Islamabad (Agenzia Fides) - "Sembra tornata la calma, la protesta dei sostenitori di Imran Khan è sospesa, ma la paura e la tensione si avvertono ancora tra la gente a Islamabad. E' come un fuoco che cova sotto la cenere. Soprattutto pensiamo alla gente comune, già in difficoltà economiche, che lotta per sopravvivere. L'ondata di protesta e i lockdown aggravano queste difficoltà. In città la situazione non è ancora del tutto normalizzata, c'è ancora timore e c'è la polizia schierata, mentre le scuole sono chiuse anche oggi", dice all'Agenzia Fides padre Asif John Khokhar, Vicario generale della diocesi di Islamabad-Rawalpindi e Direttore nazionale delle Pontificie Opere Missionarie in Pakistan. Il sacerdote ricorda che, date le imponenti manifestazioni popolari, susseguitesi per diversi giorni, "con una certa amarezza, domenica scorsa non abbiamo potuto celebrare degnamente la festa di Cristo Re a Islamabad: la città era sotto lockdown. Le strade erano bloccate, la rete Internet era disattivata, le scuole chiuse. La gente non poteva muoversi dalle proprie case. Quella di Cristo Re è una festa molto sentita per la nostra comunità cattolica e, con tristezza, abbiamo dovuto celebrare in chiesa senza fedeli.

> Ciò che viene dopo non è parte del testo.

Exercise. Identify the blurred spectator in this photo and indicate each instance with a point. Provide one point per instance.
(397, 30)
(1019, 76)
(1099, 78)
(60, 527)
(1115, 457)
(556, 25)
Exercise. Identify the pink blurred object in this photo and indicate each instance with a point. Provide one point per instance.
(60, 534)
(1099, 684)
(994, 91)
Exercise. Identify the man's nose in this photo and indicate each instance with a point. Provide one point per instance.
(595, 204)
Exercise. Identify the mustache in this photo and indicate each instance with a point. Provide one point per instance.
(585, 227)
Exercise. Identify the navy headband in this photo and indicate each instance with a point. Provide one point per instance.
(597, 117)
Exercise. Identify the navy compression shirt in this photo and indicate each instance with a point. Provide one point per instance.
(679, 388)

Dunque questa situazione ha avuto un impatto anche sulla vita della comunità. Ora speriamo di poter celebrare con tranquillità la prima domenica del tempo di Avvento. La comunità cattolica in Pakistan pregherà per il bene comune del paese".

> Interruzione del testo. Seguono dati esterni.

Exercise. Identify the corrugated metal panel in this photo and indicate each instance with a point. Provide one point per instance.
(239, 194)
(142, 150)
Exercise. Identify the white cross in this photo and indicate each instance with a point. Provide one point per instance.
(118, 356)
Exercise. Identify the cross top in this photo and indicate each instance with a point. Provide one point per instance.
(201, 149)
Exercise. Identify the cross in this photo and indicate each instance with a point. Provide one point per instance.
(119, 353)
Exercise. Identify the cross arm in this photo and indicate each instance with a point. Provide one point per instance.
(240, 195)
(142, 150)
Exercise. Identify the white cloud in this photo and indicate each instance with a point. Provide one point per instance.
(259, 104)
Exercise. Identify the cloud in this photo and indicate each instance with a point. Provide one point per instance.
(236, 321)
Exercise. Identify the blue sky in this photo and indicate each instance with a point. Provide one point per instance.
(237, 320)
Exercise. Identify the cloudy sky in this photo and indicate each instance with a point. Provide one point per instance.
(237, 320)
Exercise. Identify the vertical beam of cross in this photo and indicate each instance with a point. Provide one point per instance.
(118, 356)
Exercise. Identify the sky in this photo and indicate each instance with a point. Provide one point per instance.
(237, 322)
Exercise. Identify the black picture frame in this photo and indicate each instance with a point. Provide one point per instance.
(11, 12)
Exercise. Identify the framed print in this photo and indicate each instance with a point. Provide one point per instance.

La polizia del Pakistan ha comunicato di aver arrestato circa mille persone in tre giorni di proteste, dopo la marcia sulla capitale Islamabad, in cui i manifestanti e militanti del partito Pakistan Tehreek-e-Insaf (Pti) chiedevano il rilascio dell'ex premier Imran Khan, in carcere dall'agosto dello scorso anno. La folla è stata sgomberata dal cuore della città durante una vasta operazione delle forze di sicurezza, che hanno utilizzato lacrimogeni e manganelli.

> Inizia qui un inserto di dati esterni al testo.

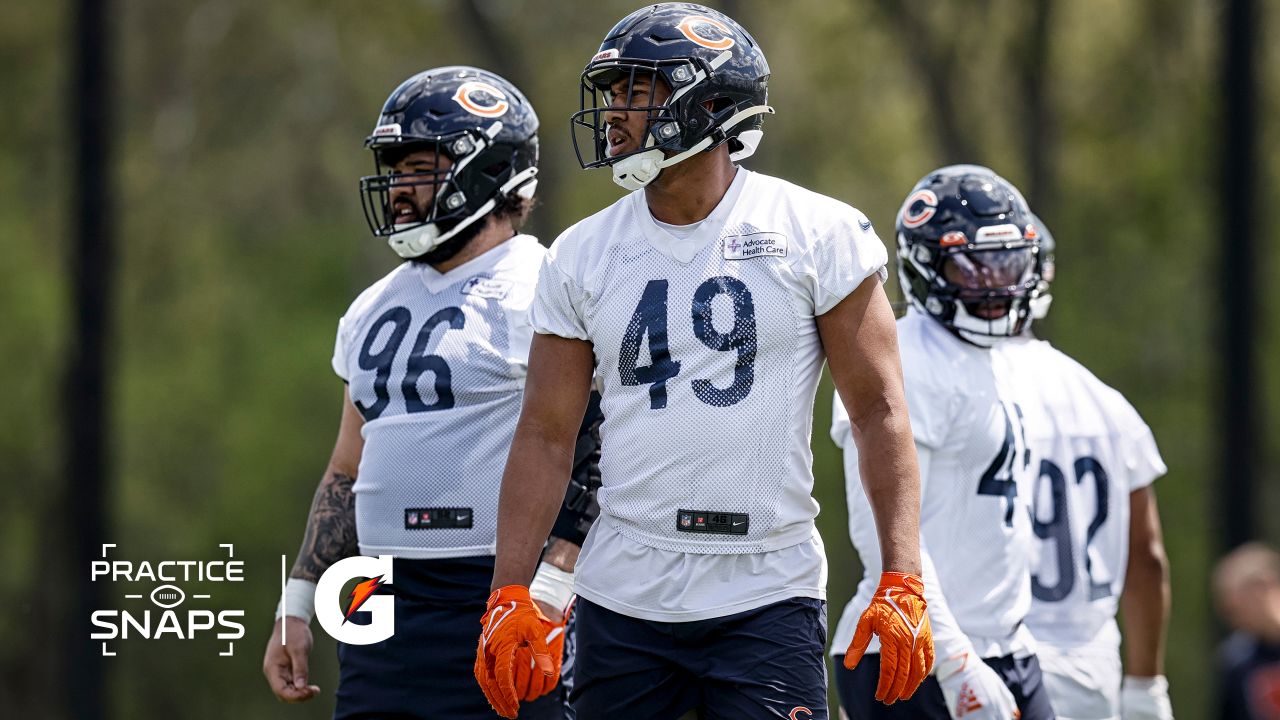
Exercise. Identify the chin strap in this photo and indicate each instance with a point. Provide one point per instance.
(643, 168)
(425, 237)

Estromesso dal potere con un voto di sfiducia nel 2022, Imran Khan, 72 anni, afferma di essere vittima di un complotto per impedirgli l'attività politica e respinge ogni accusa. A partire dal febbraio scorso, dopo elezioni segnate da denunce di irregolarità, il partito Pakistan Tehreek-e-Insaf (Pti) ha sfidato il governo con una serie di manifestazioni. Quella del 26 novembre a Islamabad ha convogliato oltre diecimila manifestanti che hanno sfidato il lockdown e il divieto a raduni di fronte a 20.000 agenti di polizia. Ali Nasir Rizvi, ispettore capo di Polizia di Islamabad, ha confermato l'arresto di 954 manifestanti tra domenica e martedì, mentre un poliziotto è rimasto ucciso. Gli attivisti del partito Pti hanno comunicato via social media che la protesta è "per il momento sospesa". Il Primo Ministro del Pakistan, Shehbaz Sharif, ha parlato di "estremismo", mentre il Pti ha denunciato la “brutalità della repressione” e l'eccessivo uso della forza.
Intanto si moltiplicano gli appelli al dialogo, da organizzazioni della società civile, da leader politici e religiosi. Dice p. Asif John Khokhar: "Il paese ha bisogno di pace e stabilità. Soprattutto vi sono famiglie in stato di indigenza, vittime della crisi economica. Su questi temi sarebbe importante che tutta la politica si confronti e che i legislatori prendano decisioni opportune, per venire incontro ai bisogni dei più poveri. La via del dialogo è sempre quella giusta".